In the immediate future, the act of group documentation can also backfire disastrously for far-right groups as all it takes is one security slip-up or revealing a few too many personal details for police, activists, and the media to compile enough information to identify the individual behind a username or expose their poorly-laid plans.
For example, left-wing media collective Unicorn Riot has repeatedly leaked Discord chat logs detailing the inner workings of white supremacist groups such as Identity Evropa, Atomwaffen Division offshoot Feuerkrieg Division, the now-defunct Traditionalist Workers Party, and the National Socialist Legion, as well as a bevy of others based in the Pacific Northwest. In 2019, an unknown individual or individuals leaked the SQL database for Iron March, a message board that served as one of the major hubs of the white supremacist movement until its dissolution in 2017. That data exposed numerous individuals who had hitherto kept their offline identities hidden, including a Canadian Royal Navy sailor who had advertised arms deals to other users, a U.S. Navy sailor who had previously recruited members for Atomwaffen, and a prison guard captain at a Nevada detention centre used to house federal immigration detainees who had attempted to create a white nationalist group.

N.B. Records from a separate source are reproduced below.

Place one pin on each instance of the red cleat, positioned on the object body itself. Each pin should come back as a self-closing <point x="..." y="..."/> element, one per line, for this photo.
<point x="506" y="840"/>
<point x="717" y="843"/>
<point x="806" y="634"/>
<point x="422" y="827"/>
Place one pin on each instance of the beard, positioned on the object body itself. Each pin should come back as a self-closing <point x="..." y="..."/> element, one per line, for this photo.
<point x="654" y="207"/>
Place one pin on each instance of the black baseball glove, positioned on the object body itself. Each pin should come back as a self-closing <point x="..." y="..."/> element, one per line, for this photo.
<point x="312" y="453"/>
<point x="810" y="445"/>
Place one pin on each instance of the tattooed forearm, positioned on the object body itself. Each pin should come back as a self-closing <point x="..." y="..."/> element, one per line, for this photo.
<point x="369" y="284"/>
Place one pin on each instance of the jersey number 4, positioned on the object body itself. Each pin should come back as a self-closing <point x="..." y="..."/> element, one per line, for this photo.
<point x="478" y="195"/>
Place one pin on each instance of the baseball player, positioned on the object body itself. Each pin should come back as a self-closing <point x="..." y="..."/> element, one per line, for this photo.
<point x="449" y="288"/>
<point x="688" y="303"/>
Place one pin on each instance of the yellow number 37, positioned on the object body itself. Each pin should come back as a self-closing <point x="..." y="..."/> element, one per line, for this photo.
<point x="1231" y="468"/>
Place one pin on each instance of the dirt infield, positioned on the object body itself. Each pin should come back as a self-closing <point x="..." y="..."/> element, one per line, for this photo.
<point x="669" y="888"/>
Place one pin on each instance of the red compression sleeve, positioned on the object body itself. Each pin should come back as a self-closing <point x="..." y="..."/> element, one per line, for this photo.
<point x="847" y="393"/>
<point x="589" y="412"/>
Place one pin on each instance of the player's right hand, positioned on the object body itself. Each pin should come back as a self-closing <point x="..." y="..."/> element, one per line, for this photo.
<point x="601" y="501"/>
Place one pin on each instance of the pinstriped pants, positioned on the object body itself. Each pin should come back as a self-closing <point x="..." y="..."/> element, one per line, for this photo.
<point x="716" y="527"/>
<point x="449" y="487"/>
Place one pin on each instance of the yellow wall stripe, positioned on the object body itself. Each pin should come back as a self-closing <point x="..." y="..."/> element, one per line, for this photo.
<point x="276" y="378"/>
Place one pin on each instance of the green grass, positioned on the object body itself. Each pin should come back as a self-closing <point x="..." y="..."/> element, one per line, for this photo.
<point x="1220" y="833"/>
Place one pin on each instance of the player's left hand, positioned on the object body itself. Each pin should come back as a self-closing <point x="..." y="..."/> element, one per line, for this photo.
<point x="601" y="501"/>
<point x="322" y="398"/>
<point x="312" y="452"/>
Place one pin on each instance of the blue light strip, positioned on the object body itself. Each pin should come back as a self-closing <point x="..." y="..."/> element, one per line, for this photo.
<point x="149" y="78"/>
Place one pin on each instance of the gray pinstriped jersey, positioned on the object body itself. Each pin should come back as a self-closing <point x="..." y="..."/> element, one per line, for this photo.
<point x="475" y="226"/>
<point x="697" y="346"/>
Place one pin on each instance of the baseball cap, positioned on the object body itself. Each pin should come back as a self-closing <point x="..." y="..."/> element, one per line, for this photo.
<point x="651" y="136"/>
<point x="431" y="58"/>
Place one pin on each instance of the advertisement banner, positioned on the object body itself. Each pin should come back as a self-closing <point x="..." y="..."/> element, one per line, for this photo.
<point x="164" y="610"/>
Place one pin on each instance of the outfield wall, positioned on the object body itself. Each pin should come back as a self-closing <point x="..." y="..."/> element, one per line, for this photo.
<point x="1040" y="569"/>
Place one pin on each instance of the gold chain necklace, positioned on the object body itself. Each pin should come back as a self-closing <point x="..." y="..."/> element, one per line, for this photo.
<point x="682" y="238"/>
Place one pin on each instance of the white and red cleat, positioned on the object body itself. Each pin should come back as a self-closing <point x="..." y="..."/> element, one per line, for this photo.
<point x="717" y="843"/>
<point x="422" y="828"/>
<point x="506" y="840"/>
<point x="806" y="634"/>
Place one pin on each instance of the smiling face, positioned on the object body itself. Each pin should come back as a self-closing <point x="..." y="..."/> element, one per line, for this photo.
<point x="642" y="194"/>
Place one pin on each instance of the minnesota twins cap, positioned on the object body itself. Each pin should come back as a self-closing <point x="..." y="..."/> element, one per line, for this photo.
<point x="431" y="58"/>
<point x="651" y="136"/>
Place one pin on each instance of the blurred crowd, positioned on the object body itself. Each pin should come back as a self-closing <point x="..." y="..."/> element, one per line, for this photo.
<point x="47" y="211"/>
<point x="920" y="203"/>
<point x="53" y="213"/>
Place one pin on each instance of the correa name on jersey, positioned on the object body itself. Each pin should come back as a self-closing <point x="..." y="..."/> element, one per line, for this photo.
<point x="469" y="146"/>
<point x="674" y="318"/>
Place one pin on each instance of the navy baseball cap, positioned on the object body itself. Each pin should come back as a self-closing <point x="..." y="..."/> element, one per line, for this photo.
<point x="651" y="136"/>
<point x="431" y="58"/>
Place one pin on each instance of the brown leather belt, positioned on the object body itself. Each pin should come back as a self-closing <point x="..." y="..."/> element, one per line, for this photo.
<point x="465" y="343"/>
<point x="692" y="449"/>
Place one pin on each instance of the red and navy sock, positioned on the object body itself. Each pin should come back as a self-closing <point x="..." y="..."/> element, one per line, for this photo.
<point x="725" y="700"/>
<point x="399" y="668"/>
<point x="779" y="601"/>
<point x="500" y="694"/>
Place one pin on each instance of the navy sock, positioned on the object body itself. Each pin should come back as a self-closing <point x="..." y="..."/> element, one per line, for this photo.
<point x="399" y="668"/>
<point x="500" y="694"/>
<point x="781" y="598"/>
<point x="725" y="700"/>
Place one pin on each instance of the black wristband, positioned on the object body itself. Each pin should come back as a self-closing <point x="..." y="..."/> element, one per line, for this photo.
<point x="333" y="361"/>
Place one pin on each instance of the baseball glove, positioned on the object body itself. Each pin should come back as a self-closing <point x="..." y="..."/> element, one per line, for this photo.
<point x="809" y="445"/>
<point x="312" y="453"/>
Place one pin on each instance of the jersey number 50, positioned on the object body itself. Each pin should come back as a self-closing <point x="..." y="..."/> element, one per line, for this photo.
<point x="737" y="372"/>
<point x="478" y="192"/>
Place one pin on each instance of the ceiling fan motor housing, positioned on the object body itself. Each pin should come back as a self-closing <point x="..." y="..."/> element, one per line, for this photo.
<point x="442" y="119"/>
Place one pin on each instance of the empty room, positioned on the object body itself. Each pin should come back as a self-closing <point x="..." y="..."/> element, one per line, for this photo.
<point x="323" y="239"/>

While Twitter has treated Trump’s account as a national emergency and temporarily locked him out, the company seems to be using a lighter touch on people who’ve glorified rioters. Though many of the more incriminating first-person tweets have been removed, other viral tweets spreading conspiracies and cheering on the insurrection remain up.
After complaints yesterday, YouTube told Gizmodo via email that it has demonetised Schaffer’s YouTube channel and suspended it from the YouTube Partner Program, as it doesn’t follow YouTube’s advertiser-friendly guidelines. YouTube told Gizmodo that it’s looking into other posts that are still live.